Lyric Suite (D65-1749)

1965

No image available
  • Medium

    Black ink on rice paper

  • Dimensions

    Paper: 11 × 9 in. (27.94 × 22.86 cm)
    Frame (black painted wood with gold front): 18 1/8 × 16 1/8 × 1 3/4 in. (46.04 × 40.96 × 4.45 cm)

  • Credit

    The Museum of Contemporary Art, Los Angeles
    Partial and promised gift of Steven Roth

  • Accession number

    2006.51

  • Object label

    Robert Motherwell made the Lyric Suite drawings by working on the floor, allowing his hand to play freely and letting the drawings, as he said, “pour out” of him. He splashed and brushed the ink with minimal intention. He also incorporated elements of chance into the process: the ink bled into the Japanese rice paper in unpredictable but welcome ways.
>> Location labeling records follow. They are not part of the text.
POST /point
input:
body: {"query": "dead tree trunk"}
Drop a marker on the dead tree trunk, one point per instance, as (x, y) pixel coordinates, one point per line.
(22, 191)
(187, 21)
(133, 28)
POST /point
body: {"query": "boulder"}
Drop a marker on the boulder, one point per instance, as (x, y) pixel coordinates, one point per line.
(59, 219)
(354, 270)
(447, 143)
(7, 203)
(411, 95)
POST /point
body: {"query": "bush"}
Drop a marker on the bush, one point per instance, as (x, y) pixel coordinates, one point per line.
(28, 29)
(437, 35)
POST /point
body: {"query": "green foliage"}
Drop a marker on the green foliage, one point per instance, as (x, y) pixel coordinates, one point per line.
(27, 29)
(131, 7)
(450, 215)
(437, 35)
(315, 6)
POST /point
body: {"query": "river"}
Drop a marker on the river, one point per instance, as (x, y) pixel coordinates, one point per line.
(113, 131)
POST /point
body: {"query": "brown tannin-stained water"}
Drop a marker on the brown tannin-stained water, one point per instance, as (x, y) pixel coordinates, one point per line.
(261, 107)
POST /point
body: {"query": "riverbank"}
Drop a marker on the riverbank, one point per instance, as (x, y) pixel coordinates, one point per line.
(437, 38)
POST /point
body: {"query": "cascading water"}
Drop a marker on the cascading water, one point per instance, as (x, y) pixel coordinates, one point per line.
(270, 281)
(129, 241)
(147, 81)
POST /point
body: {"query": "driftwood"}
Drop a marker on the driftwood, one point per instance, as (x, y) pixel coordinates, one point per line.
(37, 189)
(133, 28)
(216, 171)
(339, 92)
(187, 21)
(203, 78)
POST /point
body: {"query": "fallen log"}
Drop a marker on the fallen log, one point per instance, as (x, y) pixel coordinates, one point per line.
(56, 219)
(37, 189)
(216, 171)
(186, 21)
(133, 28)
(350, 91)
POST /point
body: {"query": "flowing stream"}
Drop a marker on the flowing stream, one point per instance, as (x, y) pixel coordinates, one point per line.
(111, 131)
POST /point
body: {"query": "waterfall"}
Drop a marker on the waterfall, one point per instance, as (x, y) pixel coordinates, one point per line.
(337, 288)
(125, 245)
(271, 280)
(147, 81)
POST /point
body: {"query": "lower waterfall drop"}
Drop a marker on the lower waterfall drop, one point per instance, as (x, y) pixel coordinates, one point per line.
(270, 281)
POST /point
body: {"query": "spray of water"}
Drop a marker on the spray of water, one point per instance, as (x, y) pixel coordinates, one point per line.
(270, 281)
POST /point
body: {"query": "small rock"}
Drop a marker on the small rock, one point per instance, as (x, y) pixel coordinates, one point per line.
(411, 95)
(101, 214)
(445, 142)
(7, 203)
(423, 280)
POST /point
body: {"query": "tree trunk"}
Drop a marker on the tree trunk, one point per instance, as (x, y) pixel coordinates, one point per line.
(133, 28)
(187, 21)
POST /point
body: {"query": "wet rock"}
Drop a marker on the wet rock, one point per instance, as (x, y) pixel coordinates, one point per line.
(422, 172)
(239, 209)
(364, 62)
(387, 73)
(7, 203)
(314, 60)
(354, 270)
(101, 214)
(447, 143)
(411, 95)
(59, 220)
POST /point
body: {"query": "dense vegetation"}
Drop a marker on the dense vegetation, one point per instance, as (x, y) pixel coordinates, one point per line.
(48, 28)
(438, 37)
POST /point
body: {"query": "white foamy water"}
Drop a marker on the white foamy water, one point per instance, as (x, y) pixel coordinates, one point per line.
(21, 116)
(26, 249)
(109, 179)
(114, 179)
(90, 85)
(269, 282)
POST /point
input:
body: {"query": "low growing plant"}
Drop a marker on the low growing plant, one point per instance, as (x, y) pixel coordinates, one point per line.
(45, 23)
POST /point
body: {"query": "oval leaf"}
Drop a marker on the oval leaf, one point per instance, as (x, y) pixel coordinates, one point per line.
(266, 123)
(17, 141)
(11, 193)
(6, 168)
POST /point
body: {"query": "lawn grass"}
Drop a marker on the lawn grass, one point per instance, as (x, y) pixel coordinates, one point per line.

Motherwell had been commissioned to paint a mural, and he proposed a spontaneously produced, abstract image. This was in keeping with abstract expressionism’s method of working in an unpremeditated manner, based on the idea that, lacking preconception, the artist could tap into unconscious impulses. In preparation for the mural, Motherwell decided to make one thousand automatic, or improvisational, drawings, which became the Lyric Suite. He completed nearly six hundred of them in six weeks, when the death of a dear friend, sculptor David Smith, stalled the project.

    Motherwell taught at Black Mountain College in 1945 and 1950.